[Aptitude-devel] Bug#885436: /var/log/aptitude shows wrong architecture for architecture:all packages

David Kalnischkies david at kalnischkies.de
Mon Jan 1 20:48:15 UTC 2018


On Thu, Dec 28, 2017 at 12:45:14AM +0100, Manuel A. Fernandez Montecelo wrote:
> > In the extremely rare (I think) case where an upgrade (or downgrade)
> > replaces a specific architecture package with an architecture all
> > package, or vice versa, I would be okay with my script breaking because
> > it does not have enough information from /var/log/aptitude to get it
> > right.  E.g. I think it is okay to arbitrarily choose one architecture
> > or the other, but I think it is more useful to know the architecture of
> > the package being replaced than that of the one being installed.
> 
> I wonder if it's because apt treats internally :all packages as the
> native arch, but it doesn't make much sense, I think that the string
> printed should still be :all.

The architecture for a package in apt is never 'all' as this isn't
a property of the package for preciously the reason Marvin outlines as
"extremely rare" case – it just isn't that rare.

You had basically the same problem before MultiArch: packages had no
concept of architecture in this dark age, so "ieee-data" was either
$native or all (or some architecture you had forced on your system).

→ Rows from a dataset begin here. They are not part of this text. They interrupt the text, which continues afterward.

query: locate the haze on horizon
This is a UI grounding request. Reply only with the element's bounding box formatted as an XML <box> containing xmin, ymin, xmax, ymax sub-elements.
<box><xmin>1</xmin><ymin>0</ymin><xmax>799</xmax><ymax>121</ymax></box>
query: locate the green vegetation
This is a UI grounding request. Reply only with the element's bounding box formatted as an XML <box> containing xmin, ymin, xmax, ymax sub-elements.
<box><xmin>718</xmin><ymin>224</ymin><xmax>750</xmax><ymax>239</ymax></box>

Back to this "rare" case: Be careful what you wish for. If you think
this through you need two packages for this: flip-pkg:all and
flip-pkg:amd64. They need to have the same name display to the user,
they need special handling in the resolver to consider them an upgrade,
they need special handling in the UI to hide the remove of :amd64 and
the install of the new :all (or vice versa) and show an upgrade. If you
have modes disabling removals/new install or fail if they appear in the
solution be sure to add special cases, too.

That would of course been in conflict with the goal of requiring
a minimum of changes for multiarch in libapt users – that goal wasn't
there from the get go: The paragraph isn't theory, its actually a war
story of my first attempt which worked. Mostly. It was just… ugly and
the ecosystem would surely be different by now.


The problem is perhaps that what apt considers a package is not what
a user commonly understands to be a package: For a user a package has
a name, an architecture, a version, dependencies, a description, ….  For
apt a package is just a name. It might not even be a real package, it
could just as well be a virtual one. That name appears in dependency
lines and to keep our resolution consistent in a multiarch-world the
architecture of the dependency became part of the name (in a slightly
convoluted way to keep backward compat).

Long story short: What a user calls package is what apt calls version
– and indeed: asking a version for architecture will give you 'all'.
If that is what you want to switch to on the other hand… I would stick
to the current scheme simply because it is consistent with the past (aka
no flagday) and there are no "rare" edgecases: Its pretty clear that you
have to deal with 'all' one way or the other and you have to do it
either way anyhow (its probably not too bad. In all likelyhood you
"need" the architecture to guess filenames for download. There are so
many problems with it starting with security and different archive
layouts that 'all' is a small problem in comparison in my opinion).